While Kylie’s song isn’t 100% confirmed, she served Graham and Madonna drinks during their hour-long set BBC interview, which seemed to be their way of announcing a collaboration. They praised each other’s music but declined to talk specifically about their project together. With Sabrina, the iconic singer came to the fore and even reached out to make the collaboration happen on the track Bring Your Love.

Madonna says: “I sent her a DM. I said I was making a new record and I’d love to collaborate with you on something. It ended up being Bring Your Love and it worked out perfectly. She was already scheduled to open for Coachella, so she invited me to perform with her. It all happened in a very safe way.”

In total, there are 16 tracks on the album, which is a continuous mix of music “because that’s what happens in a club,” explains Madonna. It could even have been longer, but she only wanted to use songs she felt kept the energy on the LP high.

“We have eight songs that we really love that didn’t make the record. You could only put so many songs on the record, 16 seems almost indulgent.

“It’s a great record to train to, like ‘does it make me want to get up and move?’ Just drive me, just inspire me?

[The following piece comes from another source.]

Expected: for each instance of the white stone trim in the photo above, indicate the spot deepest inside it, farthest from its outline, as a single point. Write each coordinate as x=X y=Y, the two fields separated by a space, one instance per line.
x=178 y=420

Does this give me an incentive, does it make me want to sweat? Yes!

“And if it didn’t, I was like ‘off the record.’ It was actually a perfect way to pick things. Those are the keepers.”

The only other thing fans want to know is when they can hear Madonna perform these new songs live, with her final tour ending in May 2024. But those hoping to sweat it out with Madonna on stage can wait, unless they’re at the World Cup final, where she’ll be doing a mini-set at halftime.

She tells Graham that she will start doing “promo tours” in the coming months, which is unlikely to feature a full-length show, but then the next big live event won’t be until 2027, which she teases by saying “then in the summer something bigger”, which she hints could be in the UK.

Host Graham says he thinks he knows what it could be, and the obvious answer seems to be a headline slot at Glastonbury Festival? Last night, Madonna’s publicist said Mirror any tour plans were “all speculation” at this time.

But even if you have to wait until next summer to see her, at least now there are only a few days before millions of Madonna fans can dance to her new album in the sunshine. Somewhere out there, Madonna will probably do the same.

* Confessions II will be released on July 3rd on Warner Music. Madonna & Graham can be seen on the BBC iPlayer.